Hoteliers and tourism-related businesses are mitigating costs by implementing, among others, green and energy-saving concepts, innovative pricing and revenue management, low debt gearing levels, creative hotel/tour packages, loyalty cards, aggressive destination marketing and collaborations with relevant government departments.

A weaker rand makes imported items and overseas travel more expensive for SA consumers.

Businesses that feel the negative effect of a weaker rand are those focused on the outbound travel market. Those most likely to benefit are the Meetings, Incentives, Conferences, and Events (MICE) sectors, according to a recent press release by FNB.

A market that is likely to benefit from the weak rand is the luxury safari market, as often these luxury safari packages and rates are all inclusive.
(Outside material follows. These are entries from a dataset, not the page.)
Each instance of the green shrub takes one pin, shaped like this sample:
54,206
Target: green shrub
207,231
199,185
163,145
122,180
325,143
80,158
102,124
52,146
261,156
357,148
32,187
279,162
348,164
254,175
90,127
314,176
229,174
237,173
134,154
In addition, neighbouring countries such as Zimbabwe and Botswana price their packages in US dollars, making SA an even more attractive destination in terms of value for money.

Businesses can do various things to mitigate currency fluctuations by avoiding hiking rates and pricing competitively, making their package seem more attractive.

“Decreasing operational costs assists in improving a business’s bottom line. Managing costs balanced with achieving the right occupancy level at a competitive rate is where businesses will win and remain sustainable over the long term,” concludes Kara.